Yep in my living room-



tharsis said:


> It really is spectacular, how long has it been set-up? Is the dry land all rocks and soil or do you have foam etc? Do you have any pics from the initial set-up I would be curious to see what went into setting this awesome thing up.
> 
> We need more details!!!!!!!


Full build on the dendroboard.
Here is where it started.


----------



## Energy (Mar 4, 2011)

I wonder if a movie will work.

[URL=http://s159.photobucket.com/albums/t149/Energy1212/?action=view&current=IMG_0048.mp4][/URL]


----------



## Energy (Mar 4, 2011)

When it was a reef tank.- Before the change over.

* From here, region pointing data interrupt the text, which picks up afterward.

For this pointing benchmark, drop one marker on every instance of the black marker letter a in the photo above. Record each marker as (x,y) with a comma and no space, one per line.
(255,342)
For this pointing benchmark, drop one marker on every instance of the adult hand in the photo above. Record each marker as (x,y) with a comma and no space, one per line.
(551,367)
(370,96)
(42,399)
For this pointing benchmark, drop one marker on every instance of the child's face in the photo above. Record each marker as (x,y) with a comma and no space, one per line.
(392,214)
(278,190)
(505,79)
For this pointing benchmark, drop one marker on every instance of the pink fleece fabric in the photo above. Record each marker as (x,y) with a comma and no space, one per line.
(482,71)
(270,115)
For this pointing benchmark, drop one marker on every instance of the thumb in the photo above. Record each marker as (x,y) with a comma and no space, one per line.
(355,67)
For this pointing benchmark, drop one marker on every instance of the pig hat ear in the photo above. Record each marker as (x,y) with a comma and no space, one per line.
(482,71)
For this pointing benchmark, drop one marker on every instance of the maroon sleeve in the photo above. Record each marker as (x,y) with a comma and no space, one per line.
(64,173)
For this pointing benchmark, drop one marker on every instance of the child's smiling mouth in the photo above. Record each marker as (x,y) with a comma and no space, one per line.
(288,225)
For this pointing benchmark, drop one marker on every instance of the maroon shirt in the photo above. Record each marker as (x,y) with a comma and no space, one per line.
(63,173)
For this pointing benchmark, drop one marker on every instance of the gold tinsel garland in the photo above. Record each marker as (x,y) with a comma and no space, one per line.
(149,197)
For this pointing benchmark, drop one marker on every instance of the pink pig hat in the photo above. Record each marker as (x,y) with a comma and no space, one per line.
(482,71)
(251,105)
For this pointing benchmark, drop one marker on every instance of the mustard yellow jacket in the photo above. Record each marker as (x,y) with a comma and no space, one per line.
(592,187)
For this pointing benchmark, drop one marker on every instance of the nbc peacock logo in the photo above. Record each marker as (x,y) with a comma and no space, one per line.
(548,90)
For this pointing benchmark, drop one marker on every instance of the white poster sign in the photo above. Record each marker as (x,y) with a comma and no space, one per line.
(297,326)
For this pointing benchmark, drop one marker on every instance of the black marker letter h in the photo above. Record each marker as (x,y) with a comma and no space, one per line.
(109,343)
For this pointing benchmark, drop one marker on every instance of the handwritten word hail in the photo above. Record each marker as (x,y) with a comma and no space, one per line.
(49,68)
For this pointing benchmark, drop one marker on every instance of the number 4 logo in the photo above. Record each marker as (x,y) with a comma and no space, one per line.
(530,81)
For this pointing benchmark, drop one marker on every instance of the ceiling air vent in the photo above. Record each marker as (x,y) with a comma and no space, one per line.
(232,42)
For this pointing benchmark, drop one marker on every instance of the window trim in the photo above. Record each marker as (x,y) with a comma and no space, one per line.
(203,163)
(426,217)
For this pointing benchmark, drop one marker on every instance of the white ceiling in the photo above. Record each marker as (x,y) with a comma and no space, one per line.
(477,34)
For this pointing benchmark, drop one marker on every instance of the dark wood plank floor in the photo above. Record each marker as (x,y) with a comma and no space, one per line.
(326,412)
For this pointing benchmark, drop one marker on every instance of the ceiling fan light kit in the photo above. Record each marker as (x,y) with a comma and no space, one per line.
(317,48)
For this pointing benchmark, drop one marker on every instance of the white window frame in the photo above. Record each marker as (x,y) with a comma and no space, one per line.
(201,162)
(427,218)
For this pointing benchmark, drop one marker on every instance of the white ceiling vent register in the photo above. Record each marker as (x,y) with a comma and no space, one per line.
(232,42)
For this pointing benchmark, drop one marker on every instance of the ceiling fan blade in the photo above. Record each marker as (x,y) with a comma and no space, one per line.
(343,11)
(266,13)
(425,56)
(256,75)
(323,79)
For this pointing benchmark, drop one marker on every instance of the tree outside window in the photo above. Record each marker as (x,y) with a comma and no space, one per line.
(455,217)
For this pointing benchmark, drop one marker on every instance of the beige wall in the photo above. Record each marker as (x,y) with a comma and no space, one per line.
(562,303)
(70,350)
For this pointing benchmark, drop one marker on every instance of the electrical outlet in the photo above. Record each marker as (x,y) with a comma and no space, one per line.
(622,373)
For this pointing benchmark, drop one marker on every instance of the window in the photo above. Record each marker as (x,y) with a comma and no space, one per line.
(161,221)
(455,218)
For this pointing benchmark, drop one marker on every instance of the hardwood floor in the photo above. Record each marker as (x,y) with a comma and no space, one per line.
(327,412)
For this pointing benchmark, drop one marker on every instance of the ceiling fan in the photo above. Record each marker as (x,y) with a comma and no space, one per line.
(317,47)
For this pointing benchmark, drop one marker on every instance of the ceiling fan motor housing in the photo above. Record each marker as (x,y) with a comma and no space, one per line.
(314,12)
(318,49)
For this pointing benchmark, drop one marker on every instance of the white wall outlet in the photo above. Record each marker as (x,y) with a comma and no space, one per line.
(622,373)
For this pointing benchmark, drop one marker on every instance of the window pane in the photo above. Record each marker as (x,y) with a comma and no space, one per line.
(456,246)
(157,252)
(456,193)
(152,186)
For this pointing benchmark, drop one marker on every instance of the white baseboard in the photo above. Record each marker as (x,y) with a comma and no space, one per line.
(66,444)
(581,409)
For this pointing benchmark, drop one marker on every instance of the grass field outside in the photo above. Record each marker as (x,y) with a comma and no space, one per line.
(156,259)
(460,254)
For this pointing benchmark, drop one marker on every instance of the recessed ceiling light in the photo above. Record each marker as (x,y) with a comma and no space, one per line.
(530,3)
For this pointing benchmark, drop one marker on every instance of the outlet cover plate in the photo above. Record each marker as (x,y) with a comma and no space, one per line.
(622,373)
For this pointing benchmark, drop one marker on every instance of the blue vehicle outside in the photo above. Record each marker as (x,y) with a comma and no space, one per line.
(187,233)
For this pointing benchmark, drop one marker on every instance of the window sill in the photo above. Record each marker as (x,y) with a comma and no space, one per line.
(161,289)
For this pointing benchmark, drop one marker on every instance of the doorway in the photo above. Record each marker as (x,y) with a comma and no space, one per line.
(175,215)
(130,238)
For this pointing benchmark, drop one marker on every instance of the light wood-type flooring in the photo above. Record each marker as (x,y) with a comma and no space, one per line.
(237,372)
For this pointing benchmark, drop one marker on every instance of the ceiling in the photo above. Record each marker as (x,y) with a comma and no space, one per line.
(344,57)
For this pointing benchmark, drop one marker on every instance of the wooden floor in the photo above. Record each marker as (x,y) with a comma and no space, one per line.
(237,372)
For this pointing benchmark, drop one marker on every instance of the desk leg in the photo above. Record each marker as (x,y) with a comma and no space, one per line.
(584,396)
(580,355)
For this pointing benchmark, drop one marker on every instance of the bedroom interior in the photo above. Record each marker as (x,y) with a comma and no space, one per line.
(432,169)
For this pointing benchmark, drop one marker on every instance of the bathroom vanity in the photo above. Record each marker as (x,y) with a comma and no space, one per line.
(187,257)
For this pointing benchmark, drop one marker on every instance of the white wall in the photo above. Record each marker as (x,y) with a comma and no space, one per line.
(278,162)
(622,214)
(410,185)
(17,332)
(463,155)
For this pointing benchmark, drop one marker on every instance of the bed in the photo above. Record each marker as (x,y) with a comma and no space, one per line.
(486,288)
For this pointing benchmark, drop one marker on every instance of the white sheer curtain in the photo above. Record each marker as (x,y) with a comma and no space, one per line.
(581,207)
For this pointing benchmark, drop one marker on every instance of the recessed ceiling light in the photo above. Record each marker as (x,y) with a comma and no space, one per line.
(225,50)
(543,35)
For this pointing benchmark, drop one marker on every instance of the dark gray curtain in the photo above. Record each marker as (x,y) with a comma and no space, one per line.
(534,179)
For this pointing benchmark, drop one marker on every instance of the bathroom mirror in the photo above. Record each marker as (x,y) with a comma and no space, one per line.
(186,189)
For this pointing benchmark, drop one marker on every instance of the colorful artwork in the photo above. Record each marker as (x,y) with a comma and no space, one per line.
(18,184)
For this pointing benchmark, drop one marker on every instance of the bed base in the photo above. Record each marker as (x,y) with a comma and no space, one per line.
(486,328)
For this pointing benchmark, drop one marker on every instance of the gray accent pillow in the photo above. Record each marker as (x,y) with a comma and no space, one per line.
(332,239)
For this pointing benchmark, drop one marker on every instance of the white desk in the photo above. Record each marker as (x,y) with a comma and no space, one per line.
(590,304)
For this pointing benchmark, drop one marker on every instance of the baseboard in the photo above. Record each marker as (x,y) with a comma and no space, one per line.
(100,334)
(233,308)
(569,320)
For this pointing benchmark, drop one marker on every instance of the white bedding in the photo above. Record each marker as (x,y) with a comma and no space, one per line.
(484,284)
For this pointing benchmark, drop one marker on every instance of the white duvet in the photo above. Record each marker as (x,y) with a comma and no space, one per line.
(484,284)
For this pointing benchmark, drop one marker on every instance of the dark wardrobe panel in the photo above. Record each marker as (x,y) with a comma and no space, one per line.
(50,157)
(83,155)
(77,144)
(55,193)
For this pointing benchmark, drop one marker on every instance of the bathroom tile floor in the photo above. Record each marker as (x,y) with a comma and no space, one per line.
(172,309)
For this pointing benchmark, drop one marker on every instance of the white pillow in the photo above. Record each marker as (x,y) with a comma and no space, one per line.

http://energyreef.com/index.html


----------



## ua hua (Oct 30, 2009)

Energy- Thanks for finally starting a thread in the journal section. I was hoping I didn't make Tom mad by posting links to your tank in his sale thread but I really thought more needed to see this tank. I remember being in absolute amazement when I saw your tank as a reef tank quite a few years ago and when I saw it on MFK and Dendroboard changing to a freshwater stingray tank I knew this was going to be great. You have a true talent in setting up and maintaining a natural system whether it be reef or freshwater. Keep up the great work and keep this journal updated so those on this forum can always dream what it would be like to have something like this in their home.roud:

For those that need to see more of this tank and I know you all will here you go:


http://www.monsterfishkeepers.com/forums/showthread.php?329022-1700-Gallon-Stingray-River

http://www.reefkeeping.com/issues/2008-01/totm/index.php

http://www.dendroboard.com/forum/parts-construction/43615-large-vivarium-construction.html


----------



## Energy (Mar 4, 2011)

ua hua said:


> Energy- Thanks for finally starting a thread in the journal section. I was hoping I didn't make Tom mad by posting links to your tank in his sale thread but I really thought more needed to see this tank. I remember being in absolute amazement when I saw your tank as a reef tank quite a few years ago and when I saw it on MFK and Dendroboard changing to a freshwater stingray tank I knew this was going to be great. You have a true talent in setting up and maintaining a natural system whether it be reef or freshwater. Keep up the great work and keep this journal updated so those on this forum can always dream what it would be like to have something like this in their home.roud:
> 
> For those that need to see more of this tank and I know you all will here you go:
> 
> ...


Thanks for the compliments and the links!roud:


----------



## prototyp3 (Dec 5, 2007)

Now that's taking the hobby to a grand scale, love it. I would have paid admission to scuba dive in the reef.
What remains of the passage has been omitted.